Kommunen können wichtige Anreize setzen

Elektromobilität in Deutschland

Kommunen können wichtige Anreize setzen

Die Zukunft der Elektromobilität – Kommunen haben großes Gestaltungspotential. | © Petair - Fotolia
Die Zukunft der Elektromobilität – Kommunen haben großes Gestaltungspotential. | © Petair - Fotolia

Bei der Entwicklung der Elektromobilität kommt den Kommunen entscheidende Bedeutung zu. Nach den Plänen der Bundesregierung übernehmen die Kommunen beim Aufbau der öffentlichen und öffentlich zugänglichen Ladeinfrastruktur eine wichtige Rolle. Außerdem können Kommunen im Rahmen ihres eigenen Wirkungskreises wichtige Anreize zur Entwicklung der Elektromobilität setzen. Dieser Beitrag gibt einen Überblick über die kommunalen Handlungsmöglichkeiten. Hierzu sollen die wesentlichen Handlungsfelder – Ladeinfrastruktur und Straßenverkehr – beleuchtet werden.
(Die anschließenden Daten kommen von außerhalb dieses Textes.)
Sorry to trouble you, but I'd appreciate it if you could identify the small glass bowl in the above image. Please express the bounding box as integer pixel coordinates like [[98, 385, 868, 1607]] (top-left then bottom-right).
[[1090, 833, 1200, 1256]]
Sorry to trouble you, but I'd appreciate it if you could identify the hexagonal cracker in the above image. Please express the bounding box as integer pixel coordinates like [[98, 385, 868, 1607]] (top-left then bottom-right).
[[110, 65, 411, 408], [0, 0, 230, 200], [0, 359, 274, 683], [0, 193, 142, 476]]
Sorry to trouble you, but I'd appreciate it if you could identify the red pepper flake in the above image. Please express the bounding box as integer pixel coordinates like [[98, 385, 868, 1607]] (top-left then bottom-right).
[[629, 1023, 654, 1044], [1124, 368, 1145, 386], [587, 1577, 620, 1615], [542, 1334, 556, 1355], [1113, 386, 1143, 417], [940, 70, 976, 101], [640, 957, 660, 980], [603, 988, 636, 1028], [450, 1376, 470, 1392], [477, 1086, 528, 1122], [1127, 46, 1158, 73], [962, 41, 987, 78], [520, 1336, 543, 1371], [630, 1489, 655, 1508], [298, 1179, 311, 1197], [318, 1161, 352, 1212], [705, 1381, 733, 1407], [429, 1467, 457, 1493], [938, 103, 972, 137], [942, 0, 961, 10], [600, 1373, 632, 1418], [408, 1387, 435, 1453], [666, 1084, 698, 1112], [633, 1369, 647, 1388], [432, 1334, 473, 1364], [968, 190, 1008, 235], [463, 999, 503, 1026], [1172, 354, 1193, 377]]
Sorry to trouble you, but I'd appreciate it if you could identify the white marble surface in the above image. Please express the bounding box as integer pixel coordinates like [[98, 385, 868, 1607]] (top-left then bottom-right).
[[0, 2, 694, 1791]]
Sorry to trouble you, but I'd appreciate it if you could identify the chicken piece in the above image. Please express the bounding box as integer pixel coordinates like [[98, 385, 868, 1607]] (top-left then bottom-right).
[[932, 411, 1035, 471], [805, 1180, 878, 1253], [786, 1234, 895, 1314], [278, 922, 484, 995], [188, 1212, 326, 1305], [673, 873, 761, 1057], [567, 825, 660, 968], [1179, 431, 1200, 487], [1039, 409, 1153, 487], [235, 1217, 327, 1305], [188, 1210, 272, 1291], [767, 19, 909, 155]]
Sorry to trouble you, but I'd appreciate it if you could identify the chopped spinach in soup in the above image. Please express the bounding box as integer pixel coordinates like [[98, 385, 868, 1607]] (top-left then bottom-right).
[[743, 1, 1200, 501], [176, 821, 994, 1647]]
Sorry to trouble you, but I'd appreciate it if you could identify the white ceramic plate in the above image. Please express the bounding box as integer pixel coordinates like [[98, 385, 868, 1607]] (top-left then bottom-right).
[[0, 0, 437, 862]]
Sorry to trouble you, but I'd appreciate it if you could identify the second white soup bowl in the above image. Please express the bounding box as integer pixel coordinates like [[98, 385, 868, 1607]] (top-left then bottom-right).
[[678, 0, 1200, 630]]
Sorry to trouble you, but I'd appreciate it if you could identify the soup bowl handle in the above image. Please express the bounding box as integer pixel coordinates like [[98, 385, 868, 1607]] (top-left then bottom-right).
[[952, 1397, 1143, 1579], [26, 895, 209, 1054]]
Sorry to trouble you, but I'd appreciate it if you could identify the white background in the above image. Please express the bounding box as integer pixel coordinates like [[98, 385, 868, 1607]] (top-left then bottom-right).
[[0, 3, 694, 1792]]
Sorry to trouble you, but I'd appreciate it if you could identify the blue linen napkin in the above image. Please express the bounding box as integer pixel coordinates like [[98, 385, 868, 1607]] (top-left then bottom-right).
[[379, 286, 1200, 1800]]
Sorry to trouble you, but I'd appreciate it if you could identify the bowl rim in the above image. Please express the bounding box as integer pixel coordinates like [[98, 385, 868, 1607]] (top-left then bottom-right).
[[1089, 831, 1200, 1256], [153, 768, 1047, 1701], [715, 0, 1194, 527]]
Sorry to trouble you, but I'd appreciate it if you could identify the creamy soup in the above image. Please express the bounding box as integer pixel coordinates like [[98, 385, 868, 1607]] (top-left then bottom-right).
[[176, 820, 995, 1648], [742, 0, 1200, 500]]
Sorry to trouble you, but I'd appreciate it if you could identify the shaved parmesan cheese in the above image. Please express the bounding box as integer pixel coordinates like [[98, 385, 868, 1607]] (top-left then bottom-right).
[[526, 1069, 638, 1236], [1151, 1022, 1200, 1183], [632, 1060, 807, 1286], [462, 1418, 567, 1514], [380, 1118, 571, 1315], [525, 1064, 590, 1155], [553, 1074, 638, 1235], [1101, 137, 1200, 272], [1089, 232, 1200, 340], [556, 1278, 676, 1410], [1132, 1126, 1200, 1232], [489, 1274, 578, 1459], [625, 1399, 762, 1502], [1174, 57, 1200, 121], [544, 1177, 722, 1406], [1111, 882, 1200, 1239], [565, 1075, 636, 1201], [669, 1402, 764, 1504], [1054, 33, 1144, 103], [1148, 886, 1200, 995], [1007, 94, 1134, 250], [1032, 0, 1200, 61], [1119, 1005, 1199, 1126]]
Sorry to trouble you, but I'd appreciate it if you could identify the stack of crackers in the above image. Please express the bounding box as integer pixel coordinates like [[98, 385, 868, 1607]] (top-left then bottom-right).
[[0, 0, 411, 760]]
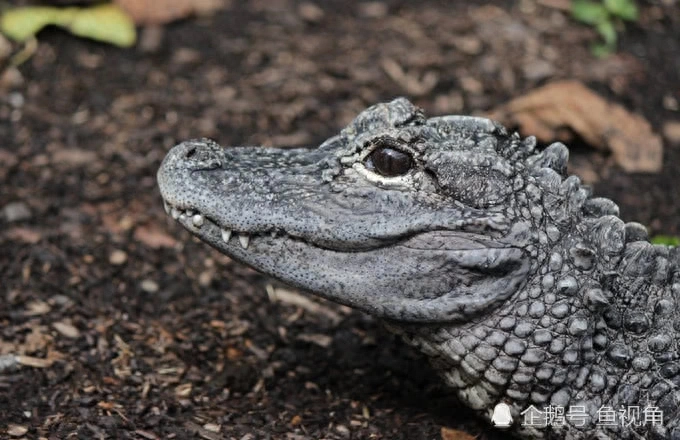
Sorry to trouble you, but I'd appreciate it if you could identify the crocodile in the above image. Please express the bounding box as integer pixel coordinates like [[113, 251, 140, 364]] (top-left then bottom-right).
[[157, 98, 680, 440]]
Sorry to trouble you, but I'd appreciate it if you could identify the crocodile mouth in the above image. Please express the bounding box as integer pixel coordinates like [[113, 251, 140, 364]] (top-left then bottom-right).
[[163, 200, 303, 250], [161, 199, 529, 323], [163, 198, 516, 256]]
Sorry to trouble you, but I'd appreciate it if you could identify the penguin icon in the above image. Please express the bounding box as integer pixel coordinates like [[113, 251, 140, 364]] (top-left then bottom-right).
[[491, 402, 513, 428]]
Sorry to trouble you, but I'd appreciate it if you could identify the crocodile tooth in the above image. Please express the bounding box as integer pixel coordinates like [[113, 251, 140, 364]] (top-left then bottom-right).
[[171, 207, 181, 219], [192, 214, 204, 228], [239, 234, 250, 249], [185, 209, 195, 217], [221, 229, 232, 242], [163, 201, 170, 214], [270, 231, 277, 238]]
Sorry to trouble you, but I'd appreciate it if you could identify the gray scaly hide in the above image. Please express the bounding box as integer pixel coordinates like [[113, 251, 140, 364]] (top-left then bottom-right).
[[158, 98, 680, 440]]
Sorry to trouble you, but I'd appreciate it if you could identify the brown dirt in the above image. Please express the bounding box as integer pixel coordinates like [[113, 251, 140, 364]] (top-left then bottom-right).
[[1, 1, 679, 439]]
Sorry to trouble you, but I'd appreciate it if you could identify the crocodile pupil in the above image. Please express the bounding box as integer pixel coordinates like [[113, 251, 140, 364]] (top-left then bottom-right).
[[368, 147, 413, 177]]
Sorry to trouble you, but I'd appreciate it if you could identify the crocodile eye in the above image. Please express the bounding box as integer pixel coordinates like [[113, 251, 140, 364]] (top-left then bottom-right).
[[365, 147, 413, 177]]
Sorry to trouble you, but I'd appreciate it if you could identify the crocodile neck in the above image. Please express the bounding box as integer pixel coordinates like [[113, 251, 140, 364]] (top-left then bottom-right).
[[391, 218, 680, 439]]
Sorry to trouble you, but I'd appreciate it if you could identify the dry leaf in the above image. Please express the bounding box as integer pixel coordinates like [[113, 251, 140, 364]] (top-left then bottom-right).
[[440, 426, 477, 440], [488, 80, 663, 173], [115, 0, 227, 25], [134, 225, 178, 249], [663, 121, 680, 146], [381, 58, 438, 97], [266, 285, 343, 324], [297, 333, 333, 348], [135, 430, 160, 440], [175, 383, 192, 397], [53, 321, 81, 338], [52, 148, 98, 167], [24, 325, 52, 353], [4, 227, 41, 244], [7, 424, 28, 437], [16, 354, 54, 368], [202, 423, 221, 433], [140, 279, 159, 293], [24, 300, 51, 316], [109, 249, 128, 265], [97, 401, 117, 410]]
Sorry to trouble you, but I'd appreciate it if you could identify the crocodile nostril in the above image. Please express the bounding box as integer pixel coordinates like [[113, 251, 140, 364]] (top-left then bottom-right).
[[185, 147, 197, 159]]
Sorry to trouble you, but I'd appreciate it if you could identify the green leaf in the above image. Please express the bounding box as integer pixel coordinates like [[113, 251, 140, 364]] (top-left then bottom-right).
[[591, 42, 614, 57], [571, 0, 609, 24], [0, 6, 65, 42], [0, 4, 136, 47], [651, 235, 680, 246], [68, 4, 136, 48], [596, 19, 617, 46], [604, 0, 639, 21]]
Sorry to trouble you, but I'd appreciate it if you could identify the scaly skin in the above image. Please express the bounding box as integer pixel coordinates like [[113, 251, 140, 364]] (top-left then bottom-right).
[[157, 98, 680, 439]]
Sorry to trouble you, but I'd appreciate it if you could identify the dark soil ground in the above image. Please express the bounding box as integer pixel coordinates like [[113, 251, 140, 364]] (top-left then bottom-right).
[[1, 1, 679, 439]]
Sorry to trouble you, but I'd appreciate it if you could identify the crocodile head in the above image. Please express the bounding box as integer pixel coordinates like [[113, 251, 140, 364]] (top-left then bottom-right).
[[158, 98, 569, 323], [159, 98, 680, 439]]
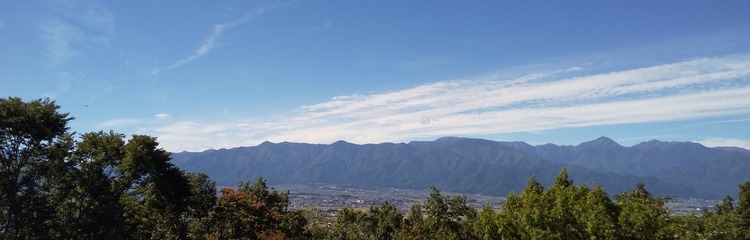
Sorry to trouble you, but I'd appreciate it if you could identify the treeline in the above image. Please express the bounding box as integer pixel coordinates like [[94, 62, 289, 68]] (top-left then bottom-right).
[[0, 97, 308, 239], [317, 170, 750, 240], [2, 97, 750, 240]]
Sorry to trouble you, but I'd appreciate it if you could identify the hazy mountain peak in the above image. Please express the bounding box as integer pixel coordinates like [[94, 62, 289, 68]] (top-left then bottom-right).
[[332, 140, 353, 145], [633, 139, 707, 151], [578, 136, 621, 148], [434, 136, 469, 142]]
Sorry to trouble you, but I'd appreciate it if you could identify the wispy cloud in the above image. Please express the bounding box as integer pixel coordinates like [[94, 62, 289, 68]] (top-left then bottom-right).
[[154, 113, 170, 120], [37, 2, 114, 65], [97, 118, 143, 129], [160, 3, 291, 72], [699, 137, 750, 149], [148, 54, 750, 152], [38, 18, 83, 64]]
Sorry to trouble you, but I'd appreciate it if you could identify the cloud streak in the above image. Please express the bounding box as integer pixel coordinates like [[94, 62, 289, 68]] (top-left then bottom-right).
[[147, 54, 750, 151], [38, 18, 83, 64], [699, 137, 750, 149], [37, 2, 114, 65], [161, 3, 291, 71]]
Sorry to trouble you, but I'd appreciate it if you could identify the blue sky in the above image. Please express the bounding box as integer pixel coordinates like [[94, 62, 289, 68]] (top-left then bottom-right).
[[2, 1, 750, 152]]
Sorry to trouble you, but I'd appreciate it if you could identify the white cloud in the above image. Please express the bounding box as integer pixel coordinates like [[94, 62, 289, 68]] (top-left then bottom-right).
[[38, 18, 82, 64], [97, 118, 142, 129], [699, 137, 750, 149], [37, 2, 114, 65], [153, 121, 241, 151], [147, 54, 750, 152], [154, 113, 170, 120], [161, 3, 291, 71]]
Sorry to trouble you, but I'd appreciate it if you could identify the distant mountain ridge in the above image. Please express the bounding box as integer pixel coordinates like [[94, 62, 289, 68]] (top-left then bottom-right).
[[495, 137, 750, 198], [171, 137, 750, 199]]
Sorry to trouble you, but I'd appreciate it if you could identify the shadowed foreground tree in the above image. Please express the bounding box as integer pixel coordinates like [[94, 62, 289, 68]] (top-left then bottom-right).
[[55, 132, 196, 240], [0, 97, 72, 239], [0, 97, 213, 239], [183, 172, 219, 239]]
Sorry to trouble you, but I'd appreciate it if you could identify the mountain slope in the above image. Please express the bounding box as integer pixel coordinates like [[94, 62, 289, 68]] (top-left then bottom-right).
[[171, 137, 746, 198], [498, 137, 750, 197]]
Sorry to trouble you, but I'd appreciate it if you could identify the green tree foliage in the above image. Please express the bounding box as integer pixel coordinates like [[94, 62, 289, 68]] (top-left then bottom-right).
[[472, 205, 500, 240], [657, 183, 750, 240], [321, 173, 750, 240], [667, 214, 706, 240], [183, 172, 218, 239], [62, 131, 129, 239], [716, 195, 735, 215], [696, 182, 750, 240], [497, 170, 593, 240], [129, 135, 195, 239], [401, 186, 477, 240], [615, 182, 671, 240], [0, 97, 71, 239], [582, 185, 618, 239], [54, 131, 195, 240], [479, 169, 676, 240], [0, 97, 215, 240], [516, 175, 555, 239], [496, 193, 523, 239], [738, 182, 750, 231], [327, 201, 403, 240]]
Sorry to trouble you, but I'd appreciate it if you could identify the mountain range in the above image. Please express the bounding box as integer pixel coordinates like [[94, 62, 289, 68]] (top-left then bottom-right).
[[170, 137, 750, 199]]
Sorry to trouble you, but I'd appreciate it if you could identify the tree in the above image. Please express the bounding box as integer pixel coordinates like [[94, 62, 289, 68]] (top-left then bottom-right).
[[700, 184, 747, 239], [616, 182, 671, 240], [667, 214, 706, 240], [581, 185, 618, 240], [0, 97, 71, 239], [472, 205, 500, 240], [86, 134, 193, 240], [716, 195, 735, 215], [545, 168, 586, 239], [328, 207, 369, 240], [402, 186, 476, 240], [61, 131, 129, 239], [368, 201, 403, 240], [496, 193, 522, 239], [183, 173, 218, 239], [328, 201, 403, 240], [207, 177, 307, 239], [737, 182, 750, 230], [517, 175, 556, 239], [497, 171, 618, 240]]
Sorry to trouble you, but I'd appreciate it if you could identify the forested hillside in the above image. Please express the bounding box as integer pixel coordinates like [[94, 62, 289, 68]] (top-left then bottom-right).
[[497, 136, 750, 197], [172, 137, 750, 199], [3, 97, 750, 240]]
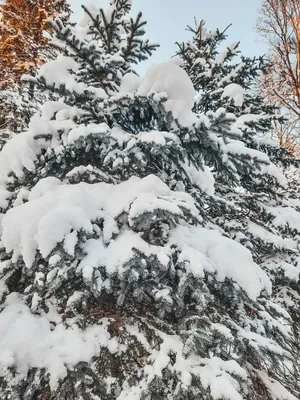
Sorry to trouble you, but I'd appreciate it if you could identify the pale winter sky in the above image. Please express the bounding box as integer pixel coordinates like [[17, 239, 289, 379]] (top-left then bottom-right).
[[69, 0, 267, 72]]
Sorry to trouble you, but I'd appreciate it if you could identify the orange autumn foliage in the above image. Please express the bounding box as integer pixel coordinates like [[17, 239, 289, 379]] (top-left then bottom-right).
[[0, 0, 71, 89]]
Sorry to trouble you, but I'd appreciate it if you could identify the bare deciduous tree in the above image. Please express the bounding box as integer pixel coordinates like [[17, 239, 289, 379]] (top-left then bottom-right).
[[257, 0, 300, 153]]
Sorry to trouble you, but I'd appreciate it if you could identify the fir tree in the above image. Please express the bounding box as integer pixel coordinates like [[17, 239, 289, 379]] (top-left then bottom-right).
[[175, 19, 299, 161], [177, 20, 300, 396], [0, 3, 299, 400]]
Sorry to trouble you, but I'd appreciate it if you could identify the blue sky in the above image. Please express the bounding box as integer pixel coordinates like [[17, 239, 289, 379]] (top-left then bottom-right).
[[69, 0, 267, 71]]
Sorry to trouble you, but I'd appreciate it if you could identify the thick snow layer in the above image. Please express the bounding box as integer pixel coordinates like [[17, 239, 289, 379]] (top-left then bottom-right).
[[37, 55, 107, 99], [239, 328, 285, 356], [1, 175, 197, 268], [68, 122, 109, 143], [184, 162, 215, 196], [136, 130, 180, 146], [170, 225, 272, 300], [219, 137, 270, 162], [265, 261, 300, 282], [1, 171, 270, 301], [120, 73, 142, 93], [0, 131, 38, 184], [257, 370, 298, 400], [118, 330, 247, 400], [268, 206, 300, 232], [118, 62, 198, 124], [137, 63, 196, 124], [265, 163, 288, 188], [0, 101, 102, 203], [38, 55, 79, 89], [247, 221, 296, 250], [78, 230, 171, 283], [211, 131, 287, 188], [146, 334, 247, 400], [226, 219, 297, 251], [221, 83, 245, 107], [234, 113, 269, 130], [0, 101, 84, 193], [0, 293, 111, 389], [78, 223, 271, 301]]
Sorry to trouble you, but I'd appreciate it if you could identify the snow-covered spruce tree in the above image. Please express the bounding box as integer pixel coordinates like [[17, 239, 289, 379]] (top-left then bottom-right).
[[177, 19, 300, 395], [175, 20, 269, 113], [0, 3, 299, 399], [175, 20, 289, 160]]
Ladeinfrastruktur für Elektrofahrzeuge

Die Kommunen haben umfangreiche Gestaltungsmöglichkeiten, um auf die Errichtung und den Betrieb von Ladeinfrastruktur einzuwirken. Beispielsweise haben Kommunen die Möglichkeit, diese Leistungen förmlich auszuschreiben. So hat das Land Berlin im vergangenen Jahr als erste „Kommune“ die Errichtung und den Betrieb von Ladeinfrastruktur in ihrem Stadtgebiet ausgeschrieben (ABl.-EU 2012/S 206– 339170). Berlin hat sich dabei dafür entschieden, das Vergabeverfahren in Form eines wettbewerblichen Dialoges durchzuführen. Hiervon hat man sich eine größere Flexibilität und Technologieoffenheit versprochen. Diese Verfah­rensart ermöglicht es der Vergabestelle, gemeinsam mit den Bietern in Verhandlungen ein sinnvolles Konzept für die ausgeschriebene Leistung zu entwickeln. Allerdings ist dieses Vergabeverfahren, wohl auch infolge der doch umfangreichen Verhandlungen, bis heute nicht abgeschlossen. Gleichwohl sollte das Projekt Schule machen, da es den Kommunen einen strukturierten und dem Wettbewerb einen transparenten und fairen Aufbau der Ladeinfrastruktur ermöglicht.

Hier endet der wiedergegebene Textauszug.